By first weaving the storage structure 310 and then weaving the tube wall of the variable-diameter cone 300, it is more conducive to ensuring the structural accuracy of the woven variable-diameter cone 300 and flexible coring rotary body 200. Simultaneously, the woven storage structure 310 can provide the structural reinforcement effect to the tube wall of the variable-diameter cone 300 during its weaving process. Additionally, utilizing the characteristics of the storage structure 310, different tooling can be selected to clamp the preliminarily woven structure. After finishing weaving the flexible coring rotary body 200, the loom weaves from the one end towards the other end of the variable-diameter cone 300, and weaves the equal-tension bundled rope 400 starting from the other end of the variable-diameter cone 300. This improves the continuity of weaving and the connection accuracy between the equal-tension bundled rope 400 and the variable-diameter cone 300. The equal-tension bundled rope 400 is woven using the 12-spindle helical interlacing braiding method, thus endowing the equal-tension bundled rope 400 with high strength, excellent fatigue resistance, and dimensional stability, which ensures precise force transmission.
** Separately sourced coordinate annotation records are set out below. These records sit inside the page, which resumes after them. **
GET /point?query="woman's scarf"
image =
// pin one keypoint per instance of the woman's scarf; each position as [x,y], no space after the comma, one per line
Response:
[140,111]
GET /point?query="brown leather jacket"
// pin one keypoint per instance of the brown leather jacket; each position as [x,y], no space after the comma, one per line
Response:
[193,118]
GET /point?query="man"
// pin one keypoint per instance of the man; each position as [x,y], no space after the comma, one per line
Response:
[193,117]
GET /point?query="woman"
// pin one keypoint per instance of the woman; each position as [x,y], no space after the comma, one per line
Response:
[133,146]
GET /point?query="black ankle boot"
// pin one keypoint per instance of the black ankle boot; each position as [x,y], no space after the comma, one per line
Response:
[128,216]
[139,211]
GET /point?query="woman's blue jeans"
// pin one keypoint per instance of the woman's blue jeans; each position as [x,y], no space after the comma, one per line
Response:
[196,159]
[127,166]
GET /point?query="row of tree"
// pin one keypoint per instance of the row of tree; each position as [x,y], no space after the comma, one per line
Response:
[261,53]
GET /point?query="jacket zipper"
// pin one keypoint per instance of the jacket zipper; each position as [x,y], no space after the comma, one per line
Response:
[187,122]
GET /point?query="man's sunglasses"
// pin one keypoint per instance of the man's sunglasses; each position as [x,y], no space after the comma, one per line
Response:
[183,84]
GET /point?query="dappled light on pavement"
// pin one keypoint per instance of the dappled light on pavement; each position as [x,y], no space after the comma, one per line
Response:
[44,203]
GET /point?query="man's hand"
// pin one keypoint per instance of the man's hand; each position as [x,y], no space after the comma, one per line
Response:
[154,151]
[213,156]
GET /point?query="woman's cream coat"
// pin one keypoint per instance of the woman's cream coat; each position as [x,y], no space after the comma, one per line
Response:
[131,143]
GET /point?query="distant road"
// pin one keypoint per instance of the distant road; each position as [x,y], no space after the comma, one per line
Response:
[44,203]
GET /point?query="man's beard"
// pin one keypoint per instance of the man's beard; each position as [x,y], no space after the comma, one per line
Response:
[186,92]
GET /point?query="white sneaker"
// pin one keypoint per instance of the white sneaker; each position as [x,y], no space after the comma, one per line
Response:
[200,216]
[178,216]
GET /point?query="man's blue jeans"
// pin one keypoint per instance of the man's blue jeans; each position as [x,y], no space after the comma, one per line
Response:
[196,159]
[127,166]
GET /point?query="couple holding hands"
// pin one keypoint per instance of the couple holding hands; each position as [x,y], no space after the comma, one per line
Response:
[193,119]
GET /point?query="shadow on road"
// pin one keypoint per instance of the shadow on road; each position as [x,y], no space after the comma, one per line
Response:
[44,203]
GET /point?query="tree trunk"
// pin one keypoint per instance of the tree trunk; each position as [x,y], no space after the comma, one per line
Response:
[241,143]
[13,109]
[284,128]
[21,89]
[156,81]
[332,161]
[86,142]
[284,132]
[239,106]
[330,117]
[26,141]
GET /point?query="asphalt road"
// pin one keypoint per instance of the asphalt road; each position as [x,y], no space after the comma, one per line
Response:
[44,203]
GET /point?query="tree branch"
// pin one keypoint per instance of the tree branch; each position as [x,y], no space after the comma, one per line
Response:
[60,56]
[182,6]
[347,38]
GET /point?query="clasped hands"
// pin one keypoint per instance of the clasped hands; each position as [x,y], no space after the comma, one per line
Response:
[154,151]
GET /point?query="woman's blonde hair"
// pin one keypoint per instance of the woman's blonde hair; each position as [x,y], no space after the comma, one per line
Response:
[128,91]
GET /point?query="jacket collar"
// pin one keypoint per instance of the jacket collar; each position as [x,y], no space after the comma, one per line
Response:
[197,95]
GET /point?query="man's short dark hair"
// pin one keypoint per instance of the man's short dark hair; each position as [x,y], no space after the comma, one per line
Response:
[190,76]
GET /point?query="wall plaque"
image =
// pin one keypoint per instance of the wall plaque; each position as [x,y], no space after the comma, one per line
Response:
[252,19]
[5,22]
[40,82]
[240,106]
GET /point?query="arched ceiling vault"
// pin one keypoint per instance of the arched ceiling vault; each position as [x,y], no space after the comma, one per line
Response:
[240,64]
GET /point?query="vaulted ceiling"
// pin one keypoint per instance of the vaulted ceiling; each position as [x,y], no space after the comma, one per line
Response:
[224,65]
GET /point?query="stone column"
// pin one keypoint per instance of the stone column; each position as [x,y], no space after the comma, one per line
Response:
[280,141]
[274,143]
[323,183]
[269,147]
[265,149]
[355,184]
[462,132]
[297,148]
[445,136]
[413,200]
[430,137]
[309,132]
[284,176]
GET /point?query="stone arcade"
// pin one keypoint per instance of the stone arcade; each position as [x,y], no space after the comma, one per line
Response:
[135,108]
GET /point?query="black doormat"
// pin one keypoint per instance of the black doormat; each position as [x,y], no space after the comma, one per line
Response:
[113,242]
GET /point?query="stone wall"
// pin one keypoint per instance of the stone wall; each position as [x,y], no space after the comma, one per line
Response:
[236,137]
By using the 3D printer to print the end cap 500 onto the equal-tension bundled rope 400, the liquid resin can penetrate into fiber gaps of the equal-tension bundled rope 400, thereby improving the connection strength. The limit cylinder 130 is connected to the flexible coring rotary body 200 by stitching, which greatly improves the efficiency of structural preparation.

Although the embodiments of the present disclosure have been disclosed as above, they are not limited to the applications listed in the present disclosure and embodiments. They can be fully applied to various fields suitable for the present disclosure. For those skilled in the art, additional modifications can be easily implemented. Therefore, without departing from the general concept defined by the claims and their equivalents, the present disclosure is not limited to specific details and the illustrations shown and described herein.